13 years is a long time to get over something, I guess. Then again, it’s really no time at all when time is so fluid–when memories of things that happened so many years ago can appear in the same room with you and trick you into opening your mouth and speaking to people who aren’t here anymore, as clear and vivid as if no time has passed at all.

I wasn’t close to my mother the way I wanted to be, but I loved her, and she loved me, and she was my mother after all. I still miss her every day, especially every year the day before my birthday when pangs of regret I swear to myself I won’t feel surface anyway, despite my best efforts to tell myself after all these years that I didn’t do anything wrong.
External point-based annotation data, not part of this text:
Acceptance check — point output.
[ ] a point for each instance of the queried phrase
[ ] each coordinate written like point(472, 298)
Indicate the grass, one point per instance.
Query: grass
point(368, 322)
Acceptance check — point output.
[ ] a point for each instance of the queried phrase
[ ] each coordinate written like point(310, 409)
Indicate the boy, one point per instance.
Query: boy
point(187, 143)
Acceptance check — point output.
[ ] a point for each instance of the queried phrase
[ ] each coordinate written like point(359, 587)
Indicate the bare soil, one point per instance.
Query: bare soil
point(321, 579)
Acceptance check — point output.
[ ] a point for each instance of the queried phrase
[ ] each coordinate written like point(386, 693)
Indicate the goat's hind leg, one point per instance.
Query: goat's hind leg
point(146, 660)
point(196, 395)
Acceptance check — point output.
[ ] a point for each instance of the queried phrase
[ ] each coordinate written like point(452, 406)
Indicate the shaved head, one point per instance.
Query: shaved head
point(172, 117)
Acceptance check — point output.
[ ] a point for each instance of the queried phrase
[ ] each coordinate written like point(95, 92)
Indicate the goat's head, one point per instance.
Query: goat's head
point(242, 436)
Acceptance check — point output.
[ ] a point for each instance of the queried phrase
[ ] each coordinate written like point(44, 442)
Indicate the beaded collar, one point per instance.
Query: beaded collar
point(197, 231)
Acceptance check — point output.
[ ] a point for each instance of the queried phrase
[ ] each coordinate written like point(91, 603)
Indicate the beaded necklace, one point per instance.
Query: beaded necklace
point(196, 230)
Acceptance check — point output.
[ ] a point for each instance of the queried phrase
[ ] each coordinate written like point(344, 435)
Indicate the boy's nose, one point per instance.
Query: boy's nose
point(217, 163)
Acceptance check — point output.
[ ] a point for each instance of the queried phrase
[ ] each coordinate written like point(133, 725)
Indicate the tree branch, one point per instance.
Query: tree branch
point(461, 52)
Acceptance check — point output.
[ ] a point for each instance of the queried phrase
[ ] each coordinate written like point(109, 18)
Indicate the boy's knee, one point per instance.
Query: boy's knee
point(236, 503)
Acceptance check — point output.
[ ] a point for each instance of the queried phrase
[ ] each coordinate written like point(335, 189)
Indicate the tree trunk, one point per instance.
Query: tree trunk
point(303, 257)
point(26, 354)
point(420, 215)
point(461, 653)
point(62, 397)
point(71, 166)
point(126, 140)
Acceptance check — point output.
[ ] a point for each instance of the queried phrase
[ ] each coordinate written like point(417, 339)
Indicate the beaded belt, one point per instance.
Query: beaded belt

So this year, instead of distracting myself with friends or drinks or some kind of ridiculous hedonistic birthday ritual celebrating the precise minute I turn another year older, I am going to let myself feel that regret. I may even wallow a bit. And finally forgive myself for my behavior 13 years ago once and for all.

I miss you, Mom. My birthday this year, for once, is not about me, but about you. Because no matter what I’ve tried to tell myself all these years–no matter how important I tried to make myself to drown my sorrow and convince myself I was someone worth celebrating–I know this now: It always has been.